I wonder what it was that people were noticing about Talbot’s play that brought about this accusation of “sandbagging.” Was he offering large wagers, then winning everything? Well, in the end, the court wouldn’t buy it. The libel charge was dismissed, but the lesson is clear. Nobody takes their golf game more seriously than an Irishman.
In other strange occurrences, golfers in southern California experienced one for the grandchildren on the San Juan Hills Golf Club in San Juan Capistrano. It’s an ocean side course, with all of the beautiful views, smells and creative hole design that such a setting can bring – not to mention the wildlife. I’m sure, however, that players would prefer that life forms remain in their milieu, but “fish gotta swim, birds gotta fly,” and they did at San Juan Capistrano.
A two-foot shark fell out of the sky onto the twelfth tee, where a group had just vacated the premises.
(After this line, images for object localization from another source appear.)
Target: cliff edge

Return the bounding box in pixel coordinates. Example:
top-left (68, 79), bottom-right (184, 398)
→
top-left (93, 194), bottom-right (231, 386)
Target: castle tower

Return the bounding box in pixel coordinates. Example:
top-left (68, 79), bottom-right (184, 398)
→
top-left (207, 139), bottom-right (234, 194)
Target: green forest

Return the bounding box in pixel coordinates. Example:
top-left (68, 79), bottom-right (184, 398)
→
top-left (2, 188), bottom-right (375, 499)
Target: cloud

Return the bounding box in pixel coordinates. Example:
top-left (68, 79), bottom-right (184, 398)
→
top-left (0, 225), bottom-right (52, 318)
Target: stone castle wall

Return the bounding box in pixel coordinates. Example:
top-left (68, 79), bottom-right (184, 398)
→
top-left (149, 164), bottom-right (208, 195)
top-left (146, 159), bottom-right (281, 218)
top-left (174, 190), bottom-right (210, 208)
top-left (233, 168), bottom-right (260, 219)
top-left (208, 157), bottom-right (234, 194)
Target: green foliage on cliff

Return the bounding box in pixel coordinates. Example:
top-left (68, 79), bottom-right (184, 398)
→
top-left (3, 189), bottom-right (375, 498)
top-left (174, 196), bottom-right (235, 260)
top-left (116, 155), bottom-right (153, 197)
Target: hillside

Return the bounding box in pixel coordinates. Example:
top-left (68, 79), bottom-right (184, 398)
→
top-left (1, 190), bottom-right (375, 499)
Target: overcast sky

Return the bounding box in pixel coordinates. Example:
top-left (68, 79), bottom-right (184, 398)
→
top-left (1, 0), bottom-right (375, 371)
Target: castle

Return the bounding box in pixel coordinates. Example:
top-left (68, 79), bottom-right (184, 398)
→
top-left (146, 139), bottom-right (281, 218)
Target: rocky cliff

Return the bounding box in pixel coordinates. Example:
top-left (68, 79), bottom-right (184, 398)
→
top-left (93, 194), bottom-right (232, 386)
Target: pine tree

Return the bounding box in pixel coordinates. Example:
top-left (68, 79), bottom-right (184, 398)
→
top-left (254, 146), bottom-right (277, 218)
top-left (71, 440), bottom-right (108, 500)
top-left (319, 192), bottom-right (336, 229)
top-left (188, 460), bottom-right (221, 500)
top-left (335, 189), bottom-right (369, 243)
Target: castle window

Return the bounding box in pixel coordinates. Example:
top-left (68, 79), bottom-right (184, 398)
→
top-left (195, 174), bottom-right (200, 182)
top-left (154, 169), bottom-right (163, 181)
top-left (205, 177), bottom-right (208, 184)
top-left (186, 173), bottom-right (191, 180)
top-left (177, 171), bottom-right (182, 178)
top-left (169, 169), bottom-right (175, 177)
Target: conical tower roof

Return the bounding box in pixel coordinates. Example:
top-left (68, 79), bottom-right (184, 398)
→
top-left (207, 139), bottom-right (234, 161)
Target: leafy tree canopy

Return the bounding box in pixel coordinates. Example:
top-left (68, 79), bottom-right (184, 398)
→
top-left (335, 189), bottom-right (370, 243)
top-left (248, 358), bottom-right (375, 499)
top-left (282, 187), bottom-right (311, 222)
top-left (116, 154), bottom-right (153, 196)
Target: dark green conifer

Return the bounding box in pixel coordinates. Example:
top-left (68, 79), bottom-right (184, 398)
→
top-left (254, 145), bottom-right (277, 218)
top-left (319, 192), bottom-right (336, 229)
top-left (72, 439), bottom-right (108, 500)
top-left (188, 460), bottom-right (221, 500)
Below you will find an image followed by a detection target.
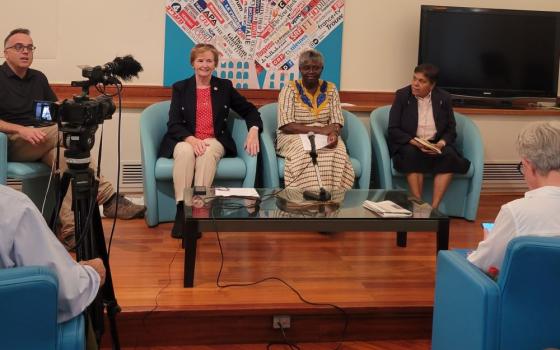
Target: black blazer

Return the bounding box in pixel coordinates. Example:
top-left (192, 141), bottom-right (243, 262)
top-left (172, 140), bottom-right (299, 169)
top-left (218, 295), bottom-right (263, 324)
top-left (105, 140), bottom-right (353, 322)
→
top-left (388, 85), bottom-right (457, 156)
top-left (158, 75), bottom-right (262, 158)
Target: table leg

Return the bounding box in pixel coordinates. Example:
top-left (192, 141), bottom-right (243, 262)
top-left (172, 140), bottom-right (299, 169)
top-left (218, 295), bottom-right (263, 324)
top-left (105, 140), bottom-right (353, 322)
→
top-left (183, 223), bottom-right (199, 288)
top-left (436, 218), bottom-right (450, 252)
top-left (396, 231), bottom-right (407, 247)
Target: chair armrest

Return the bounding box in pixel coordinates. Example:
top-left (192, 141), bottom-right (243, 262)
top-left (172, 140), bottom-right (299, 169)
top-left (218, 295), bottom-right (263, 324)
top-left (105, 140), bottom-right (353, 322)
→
top-left (0, 132), bottom-right (8, 185)
top-left (456, 116), bottom-right (484, 220)
top-left (58, 314), bottom-right (85, 350)
top-left (231, 117), bottom-right (257, 188)
top-left (432, 251), bottom-right (500, 350)
top-left (140, 109), bottom-right (161, 227)
top-left (342, 110), bottom-right (371, 189)
top-left (258, 103), bottom-right (280, 188)
top-left (259, 130), bottom-right (280, 188)
top-left (369, 108), bottom-right (393, 189)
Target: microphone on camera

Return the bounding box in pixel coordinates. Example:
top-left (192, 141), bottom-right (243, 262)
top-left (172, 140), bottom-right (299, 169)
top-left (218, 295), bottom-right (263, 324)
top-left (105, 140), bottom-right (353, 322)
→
top-left (103, 55), bottom-right (143, 81)
top-left (82, 55), bottom-right (143, 83)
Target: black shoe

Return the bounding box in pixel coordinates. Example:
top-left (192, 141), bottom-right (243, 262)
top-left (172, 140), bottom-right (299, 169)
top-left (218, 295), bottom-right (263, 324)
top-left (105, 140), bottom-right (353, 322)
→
top-left (171, 202), bottom-right (184, 239)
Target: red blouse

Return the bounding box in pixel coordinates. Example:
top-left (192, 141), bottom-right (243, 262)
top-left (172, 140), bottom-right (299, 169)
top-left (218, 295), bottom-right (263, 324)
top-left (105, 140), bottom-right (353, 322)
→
top-left (194, 87), bottom-right (214, 139)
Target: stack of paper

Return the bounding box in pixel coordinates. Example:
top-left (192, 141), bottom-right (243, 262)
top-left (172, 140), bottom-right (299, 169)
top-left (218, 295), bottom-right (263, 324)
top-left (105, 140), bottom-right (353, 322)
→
top-left (363, 200), bottom-right (412, 218)
top-left (300, 134), bottom-right (329, 151)
top-left (214, 188), bottom-right (260, 198)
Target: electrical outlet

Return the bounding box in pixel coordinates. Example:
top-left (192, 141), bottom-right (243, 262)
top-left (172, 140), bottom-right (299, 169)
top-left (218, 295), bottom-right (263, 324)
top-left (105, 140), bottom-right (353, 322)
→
top-left (272, 315), bottom-right (291, 329)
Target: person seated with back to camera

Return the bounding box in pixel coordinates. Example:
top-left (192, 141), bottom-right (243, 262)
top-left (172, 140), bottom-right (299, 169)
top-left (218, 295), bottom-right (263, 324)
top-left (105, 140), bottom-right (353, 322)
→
top-left (0, 28), bottom-right (145, 250)
top-left (468, 121), bottom-right (560, 274)
top-left (158, 43), bottom-right (263, 238)
top-left (388, 63), bottom-right (470, 210)
top-left (0, 184), bottom-right (105, 324)
top-left (276, 49), bottom-right (354, 191)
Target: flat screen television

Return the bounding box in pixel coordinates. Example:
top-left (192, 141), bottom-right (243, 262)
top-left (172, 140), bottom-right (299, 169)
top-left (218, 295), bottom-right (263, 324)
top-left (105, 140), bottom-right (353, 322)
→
top-left (418, 5), bottom-right (560, 100)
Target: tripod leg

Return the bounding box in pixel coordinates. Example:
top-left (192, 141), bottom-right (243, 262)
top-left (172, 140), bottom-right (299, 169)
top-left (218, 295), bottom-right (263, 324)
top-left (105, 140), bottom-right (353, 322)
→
top-left (71, 171), bottom-right (121, 349)
top-left (92, 206), bottom-right (121, 349)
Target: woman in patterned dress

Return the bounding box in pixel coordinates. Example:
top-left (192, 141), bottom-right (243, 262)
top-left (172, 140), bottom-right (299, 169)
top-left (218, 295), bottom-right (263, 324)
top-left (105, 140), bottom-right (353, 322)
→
top-left (158, 43), bottom-right (262, 236)
top-left (276, 49), bottom-right (354, 190)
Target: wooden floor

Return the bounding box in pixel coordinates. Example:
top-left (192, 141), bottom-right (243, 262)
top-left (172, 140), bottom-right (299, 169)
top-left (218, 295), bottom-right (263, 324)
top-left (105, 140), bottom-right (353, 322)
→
top-left (98, 193), bottom-right (519, 349)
Apparently, the creature (not a true fish – osteichythes – but a fish with cartilage for skeleton – chondrichthyes) was picked up out of the ocean by a sea-going bird and dropped on the way to dinner. He was taken from the course by employees, put in a bucket of sea water, and returned to the ocean, all in all a good day for the shark. In all the reports, however, I believe that the central question was missed. If one is going to run the risk of this sort of thing happening, just by going out and playing an innocent round of golf, I don’t care what kind of “icthyes” he is. I want to know what kind of prehistoric leviathan is flying around dropping sharks onto golfers.
In a more poetic observation, it was my pleasure to come across a photo at the Salonpas Cup Championship of Japan. I was not aware that this tournament is one of Japan’s four majors, initiated by Nippon Television in 1973, and elevated to major status in 2008. Morgan Pressel won it in 2010, Annika in 2003, and Karrie Webb won it twice in ‘01 and ’02. But the cool thing about the Salonpas? Get a load of this gorgeous trophy. The photographer who took the shot wondered at its cultural significance, and I have one or two theories. The first suggests that the trophy is a tribute to the earliest, most ancient versions of the modern golf bag. Other than that, it might have served in ancient times as the middle size bucket at the driving range. It’s beautiful nonetheless.
The moral of the story this week is – be true to your game when reporting your handicap, especially if your Irish, institute shark repellent or a spear gun as a regular part of your California golf regimen, and always try to find new, beautiful things about the game. They’re everywhere.